The Free Software Foundation (FSF) announced plans to launch a public code hosting and collaboration platform (“forge“) this year. 

Members of the FSF tech team are currently reviewing ethical web-based software that will help teams work on their projects, with features like merge requests, bug tracking, and other common tools.

“Infrastructure is very important for free software, and it’s unfortunate that so much free software development currently relies on sites that don’t publish their source code, and require or encourage the use of proprietary software,” FSF wrote in a blog post. “Our GNU ethical repository criteria aim to set a high standard for free software code hosting, and we hope to meet that with our new forge.”

As of now, the team said it has been researching a list of candidate programs and analyzing them in terms of ethical and practical criteria. FSF aims to initially reach a B rating on the GNU ethical repository criteria, and then to work towards reaching an A rating after launch.

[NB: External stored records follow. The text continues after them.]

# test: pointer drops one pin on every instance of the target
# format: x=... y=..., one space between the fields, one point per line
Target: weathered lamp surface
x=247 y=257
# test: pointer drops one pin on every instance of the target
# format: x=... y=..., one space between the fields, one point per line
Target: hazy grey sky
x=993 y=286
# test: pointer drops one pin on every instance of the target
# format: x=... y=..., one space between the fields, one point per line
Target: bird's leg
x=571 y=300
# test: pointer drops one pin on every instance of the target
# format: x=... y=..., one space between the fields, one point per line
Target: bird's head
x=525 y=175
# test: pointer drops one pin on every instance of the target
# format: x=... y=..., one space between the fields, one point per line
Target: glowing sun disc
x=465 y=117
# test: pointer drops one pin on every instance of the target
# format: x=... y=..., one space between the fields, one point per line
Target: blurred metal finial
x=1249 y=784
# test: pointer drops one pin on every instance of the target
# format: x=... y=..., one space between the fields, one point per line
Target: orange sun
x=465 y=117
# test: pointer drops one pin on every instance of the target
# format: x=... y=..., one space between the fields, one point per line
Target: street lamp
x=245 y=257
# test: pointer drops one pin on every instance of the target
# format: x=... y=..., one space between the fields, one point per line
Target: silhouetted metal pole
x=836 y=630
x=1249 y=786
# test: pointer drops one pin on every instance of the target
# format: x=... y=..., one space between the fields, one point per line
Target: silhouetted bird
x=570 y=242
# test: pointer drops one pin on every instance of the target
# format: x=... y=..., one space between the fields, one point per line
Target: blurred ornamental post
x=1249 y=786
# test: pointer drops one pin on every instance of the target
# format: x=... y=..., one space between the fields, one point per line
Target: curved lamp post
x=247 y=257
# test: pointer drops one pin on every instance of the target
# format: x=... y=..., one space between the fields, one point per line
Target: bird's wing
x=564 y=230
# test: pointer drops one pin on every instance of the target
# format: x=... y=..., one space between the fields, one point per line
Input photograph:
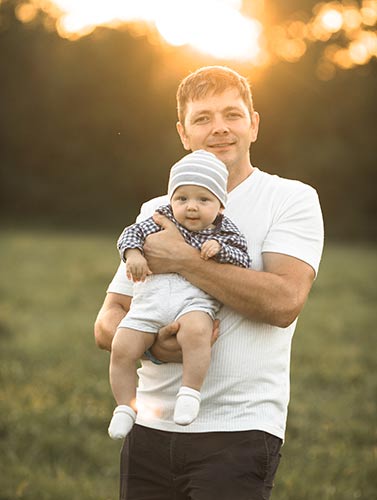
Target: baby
x=198 y=194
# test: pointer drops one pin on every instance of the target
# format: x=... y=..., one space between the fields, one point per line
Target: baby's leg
x=127 y=348
x=194 y=337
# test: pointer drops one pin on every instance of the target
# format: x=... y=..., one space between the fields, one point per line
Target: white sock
x=122 y=422
x=187 y=406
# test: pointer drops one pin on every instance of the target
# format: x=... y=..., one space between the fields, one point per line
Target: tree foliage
x=87 y=128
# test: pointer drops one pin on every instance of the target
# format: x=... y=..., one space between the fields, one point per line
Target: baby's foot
x=122 y=422
x=187 y=406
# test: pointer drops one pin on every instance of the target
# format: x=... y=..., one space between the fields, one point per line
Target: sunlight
x=332 y=20
x=215 y=27
x=221 y=29
x=228 y=35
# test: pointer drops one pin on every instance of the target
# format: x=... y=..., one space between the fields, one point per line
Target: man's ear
x=182 y=135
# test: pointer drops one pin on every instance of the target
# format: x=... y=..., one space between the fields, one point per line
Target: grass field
x=55 y=399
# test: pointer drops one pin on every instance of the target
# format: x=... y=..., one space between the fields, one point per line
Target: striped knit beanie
x=200 y=168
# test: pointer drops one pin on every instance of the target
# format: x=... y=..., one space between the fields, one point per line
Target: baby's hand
x=209 y=249
x=136 y=265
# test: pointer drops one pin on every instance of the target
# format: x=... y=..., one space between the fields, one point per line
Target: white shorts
x=163 y=298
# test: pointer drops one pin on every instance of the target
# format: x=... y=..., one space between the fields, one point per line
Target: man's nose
x=192 y=205
x=220 y=127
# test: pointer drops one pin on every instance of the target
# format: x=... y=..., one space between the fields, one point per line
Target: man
x=232 y=450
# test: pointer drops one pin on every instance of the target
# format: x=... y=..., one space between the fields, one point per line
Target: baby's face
x=195 y=207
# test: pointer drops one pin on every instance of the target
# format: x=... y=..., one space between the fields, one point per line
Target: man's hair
x=211 y=80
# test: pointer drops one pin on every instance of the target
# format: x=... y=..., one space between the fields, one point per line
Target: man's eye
x=201 y=119
x=233 y=115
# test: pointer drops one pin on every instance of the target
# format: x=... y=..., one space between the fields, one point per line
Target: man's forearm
x=108 y=319
x=258 y=295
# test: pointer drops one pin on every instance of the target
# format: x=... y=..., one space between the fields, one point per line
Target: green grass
x=55 y=400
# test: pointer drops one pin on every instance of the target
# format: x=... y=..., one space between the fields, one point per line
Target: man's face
x=220 y=124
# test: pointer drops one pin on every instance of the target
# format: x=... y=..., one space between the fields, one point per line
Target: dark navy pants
x=159 y=465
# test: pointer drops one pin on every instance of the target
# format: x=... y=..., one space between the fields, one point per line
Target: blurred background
x=87 y=134
x=87 y=96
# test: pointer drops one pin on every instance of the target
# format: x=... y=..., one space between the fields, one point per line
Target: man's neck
x=237 y=178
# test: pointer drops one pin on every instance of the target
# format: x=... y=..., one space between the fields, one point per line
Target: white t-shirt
x=247 y=385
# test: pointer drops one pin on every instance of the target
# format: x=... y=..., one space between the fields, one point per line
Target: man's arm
x=274 y=296
x=113 y=310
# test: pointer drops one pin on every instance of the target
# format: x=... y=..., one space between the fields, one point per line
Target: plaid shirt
x=233 y=243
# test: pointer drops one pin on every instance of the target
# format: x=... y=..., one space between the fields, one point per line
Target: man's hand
x=209 y=249
x=166 y=249
x=166 y=347
x=136 y=265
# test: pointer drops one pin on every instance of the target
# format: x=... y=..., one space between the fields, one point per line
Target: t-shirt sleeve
x=297 y=228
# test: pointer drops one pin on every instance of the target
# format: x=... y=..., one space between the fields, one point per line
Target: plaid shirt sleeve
x=233 y=245
x=134 y=236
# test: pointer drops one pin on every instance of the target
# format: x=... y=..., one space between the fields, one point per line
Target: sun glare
x=215 y=27
x=221 y=28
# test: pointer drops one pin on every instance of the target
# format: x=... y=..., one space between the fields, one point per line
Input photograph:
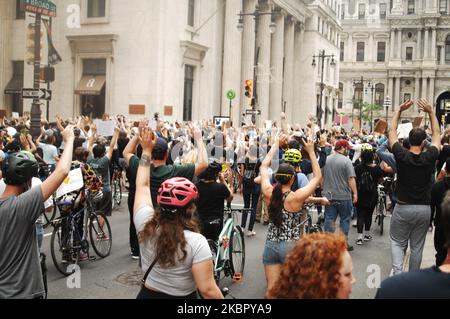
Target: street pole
x=322 y=59
x=36 y=108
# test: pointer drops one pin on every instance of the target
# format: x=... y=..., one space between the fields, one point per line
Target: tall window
x=341 y=95
x=381 y=52
x=379 y=94
x=409 y=52
x=96 y=8
x=443 y=6
x=360 y=51
x=20 y=12
x=411 y=6
x=362 y=11
x=188 y=92
x=447 y=49
x=382 y=11
x=191 y=13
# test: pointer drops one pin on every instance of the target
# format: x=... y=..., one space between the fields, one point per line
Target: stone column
x=419 y=44
x=392 y=45
x=232 y=56
x=433 y=44
x=371 y=50
x=248 y=52
x=399 y=44
x=424 y=88
x=263 y=40
x=398 y=99
x=298 y=98
x=391 y=88
x=276 y=79
x=417 y=89
x=431 y=92
x=350 y=48
x=289 y=65
x=426 y=46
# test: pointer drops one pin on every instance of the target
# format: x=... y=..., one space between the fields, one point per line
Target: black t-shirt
x=211 y=200
x=414 y=174
x=368 y=199
x=422 y=284
x=445 y=153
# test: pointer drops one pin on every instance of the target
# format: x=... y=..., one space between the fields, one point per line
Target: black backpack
x=365 y=182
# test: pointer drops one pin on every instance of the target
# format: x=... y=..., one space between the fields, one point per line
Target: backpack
x=365 y=183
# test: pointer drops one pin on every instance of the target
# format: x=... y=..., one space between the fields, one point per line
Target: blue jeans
x=343 y=209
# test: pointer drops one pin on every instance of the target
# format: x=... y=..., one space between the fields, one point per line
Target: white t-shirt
x=178 y=280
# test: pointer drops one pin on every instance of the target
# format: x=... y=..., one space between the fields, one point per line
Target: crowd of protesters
x=179 y=175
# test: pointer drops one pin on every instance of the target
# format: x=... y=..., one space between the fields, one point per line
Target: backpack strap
x=149 y=270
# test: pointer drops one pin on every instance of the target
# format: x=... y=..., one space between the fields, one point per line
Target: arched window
x=447 y=49
x=379 y=94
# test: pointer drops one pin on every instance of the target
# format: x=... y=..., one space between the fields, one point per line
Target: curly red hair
x=311 y=270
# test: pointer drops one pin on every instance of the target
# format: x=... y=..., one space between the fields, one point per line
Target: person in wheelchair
x=213 y=191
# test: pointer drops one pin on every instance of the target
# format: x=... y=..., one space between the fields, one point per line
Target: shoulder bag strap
x=148 y=271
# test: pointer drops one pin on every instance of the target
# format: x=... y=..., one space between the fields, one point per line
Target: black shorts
x=105 y=205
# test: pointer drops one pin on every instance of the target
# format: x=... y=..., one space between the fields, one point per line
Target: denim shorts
x=275 y=252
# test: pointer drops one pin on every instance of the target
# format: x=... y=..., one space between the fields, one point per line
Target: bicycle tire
x=98 y=242
x=381 y=215
x=57 y=248
x=237 y=236
x=49 y=217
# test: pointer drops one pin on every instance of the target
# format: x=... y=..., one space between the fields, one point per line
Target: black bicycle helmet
x=19 y=168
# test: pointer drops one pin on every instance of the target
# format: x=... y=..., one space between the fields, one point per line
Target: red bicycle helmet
x=177 y=192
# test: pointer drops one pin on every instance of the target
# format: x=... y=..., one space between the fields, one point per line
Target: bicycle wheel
x=64 y=256
x=381 y=216
x=100 y=234
x=237 y=254
x=49 y=216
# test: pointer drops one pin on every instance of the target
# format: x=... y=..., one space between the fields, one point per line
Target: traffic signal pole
x=36 y=107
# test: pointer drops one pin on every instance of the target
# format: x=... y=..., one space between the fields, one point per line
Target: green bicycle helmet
x=293 y=156
x=19 y=168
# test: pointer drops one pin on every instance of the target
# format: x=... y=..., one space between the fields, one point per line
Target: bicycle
x=229 y=250
x=381 y=207
x=49 y=215
x=69 y=240
x=116 y=185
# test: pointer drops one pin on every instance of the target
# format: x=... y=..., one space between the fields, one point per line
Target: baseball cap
x=342 y=144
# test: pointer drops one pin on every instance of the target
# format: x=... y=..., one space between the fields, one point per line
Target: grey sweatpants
x=410 y=223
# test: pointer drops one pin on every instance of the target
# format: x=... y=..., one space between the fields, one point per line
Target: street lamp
x=272 y=28
x=321 y=57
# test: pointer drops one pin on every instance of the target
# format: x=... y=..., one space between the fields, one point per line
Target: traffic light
x=29 y=53
x=249 y=89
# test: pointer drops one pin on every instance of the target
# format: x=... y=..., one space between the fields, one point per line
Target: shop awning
x=15 y=85
x=91 y=85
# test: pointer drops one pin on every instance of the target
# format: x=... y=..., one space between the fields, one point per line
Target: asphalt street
x=118 y=276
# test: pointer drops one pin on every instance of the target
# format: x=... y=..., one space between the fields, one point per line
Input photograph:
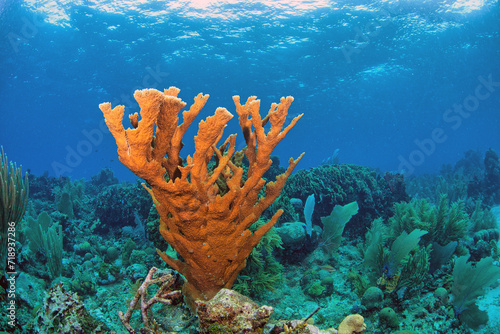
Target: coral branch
x=164 y=295
x=205 y=208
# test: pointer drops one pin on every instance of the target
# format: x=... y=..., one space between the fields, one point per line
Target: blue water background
x=373 y=78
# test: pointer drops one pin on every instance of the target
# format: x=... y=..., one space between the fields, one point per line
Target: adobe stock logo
x=453 y=116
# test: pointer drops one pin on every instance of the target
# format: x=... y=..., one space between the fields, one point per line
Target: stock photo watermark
x=453 y=117
x=94 y=137
x=11 y=272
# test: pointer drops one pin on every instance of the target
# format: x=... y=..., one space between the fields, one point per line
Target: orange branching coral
x=208 y=227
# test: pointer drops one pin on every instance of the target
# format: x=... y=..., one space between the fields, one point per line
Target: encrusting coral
x=206 y=208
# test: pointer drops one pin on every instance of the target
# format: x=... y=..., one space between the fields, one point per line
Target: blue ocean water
x=395 y=85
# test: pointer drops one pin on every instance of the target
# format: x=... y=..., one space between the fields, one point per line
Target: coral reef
x=64 y=313
x=342 y=184
x=208 y=227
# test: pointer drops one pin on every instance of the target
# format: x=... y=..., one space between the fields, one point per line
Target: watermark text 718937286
x=11 y=273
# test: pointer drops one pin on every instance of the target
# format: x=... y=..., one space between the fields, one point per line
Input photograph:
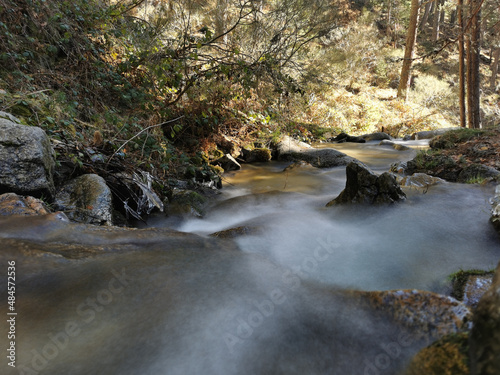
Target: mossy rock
x=453 y=137
x=447 y=356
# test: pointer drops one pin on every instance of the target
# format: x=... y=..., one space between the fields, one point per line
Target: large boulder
x=289 y=149
x=86 y=199
x=27 y=159
x=364 y=186
x=485 y=334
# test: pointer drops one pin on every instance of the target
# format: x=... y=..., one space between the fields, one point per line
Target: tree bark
x=473 y=77
x=461 y=63
x=411 y=38
x=436 y=21
x=425 y=17
x=494 y=68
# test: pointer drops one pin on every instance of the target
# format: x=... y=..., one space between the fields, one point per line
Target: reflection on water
x=160 y=302
x=414 y=244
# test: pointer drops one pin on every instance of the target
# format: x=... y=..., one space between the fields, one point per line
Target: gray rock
x=27 y=159
x=477 y=171
x=364 y=186
x=86 y=199
x=420 y=180
x=257 y=155
x=13 y=204
x=378 y=136
x=495 y=209
x=429 y=134
x=228 y=163
x=485 y=334
x=290 y=150
x=394 y=145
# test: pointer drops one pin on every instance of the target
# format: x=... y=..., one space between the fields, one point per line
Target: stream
x=170 y=299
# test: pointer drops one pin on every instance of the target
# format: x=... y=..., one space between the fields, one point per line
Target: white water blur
x=413 y=244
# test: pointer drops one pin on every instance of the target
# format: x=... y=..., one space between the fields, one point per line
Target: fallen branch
x=138 y=134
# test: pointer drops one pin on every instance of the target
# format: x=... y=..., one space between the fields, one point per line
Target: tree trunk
x=494 y=68
x=436 y=18
x=461 y=63
x=473 y=77
x=425 y=17
x=411 y=38
x=221 y=18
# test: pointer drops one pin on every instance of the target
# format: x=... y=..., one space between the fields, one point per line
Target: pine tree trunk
x=425 y=17
x=436 y=18
x=473 y=77
x=461 y=63
x=494 y=68
x=411 y=39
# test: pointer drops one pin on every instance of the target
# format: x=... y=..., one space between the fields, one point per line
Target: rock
x=394 y=145
x=13 y=204
x=186 y=202
x=378 y=136
x=236 y=232
x=290 y=150
x=420 y=180
x=477 y=173
x=297 y=165
x=470 y=285
x=475 y=288
x=228 y=163
x=364 y=186
x=433 y=315
x=495 y=209
x=257 y=155
x=448 y=355
x=343 y=137
x=400 y=167
x=86 y=199
x=289 y=145
x=485 y=335
x=27 y=159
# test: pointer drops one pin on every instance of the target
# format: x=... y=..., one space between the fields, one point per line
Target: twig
x=138 y=134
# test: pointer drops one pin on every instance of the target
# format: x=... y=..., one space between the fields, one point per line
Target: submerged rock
x=291 y=150
x=228 y=163
x=27 y=159
x=257 y=155
x=420 y=180
x=343 y=137
x=13 y=204
x=485 y=334
x=86 y=199
x=364 y=186
x=394 y=145
x=378 y=136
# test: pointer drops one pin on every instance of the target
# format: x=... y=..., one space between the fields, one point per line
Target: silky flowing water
x=276 y=301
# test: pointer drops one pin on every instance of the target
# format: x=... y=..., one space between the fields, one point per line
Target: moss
x=459 y=279
x=448 y=356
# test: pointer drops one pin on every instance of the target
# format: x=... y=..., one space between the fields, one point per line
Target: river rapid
x=170 y=299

“We also hope that in the future we’ll be able to see decentralized, federated collaboration platforms that meet most needs,” FSF wrote. “We will continue to be interested in that direction, but we think the need for this freedom-respecting forge is time-sensitive, so we’re going to do it with the free software we have available right now.”

When it comes to features in the new forge, the ability to allow issues and other data to be imported and exported is important, according to FSF. It is also important for the project to operate with high transparency, and said it will publish the source code that runs on the server and document how the system is run. 

FSF said it is tracking its ongoing analysis on the LibrePlanet wiki, and will continue updating the page with information pertaining to research about free software for its upcoming forge.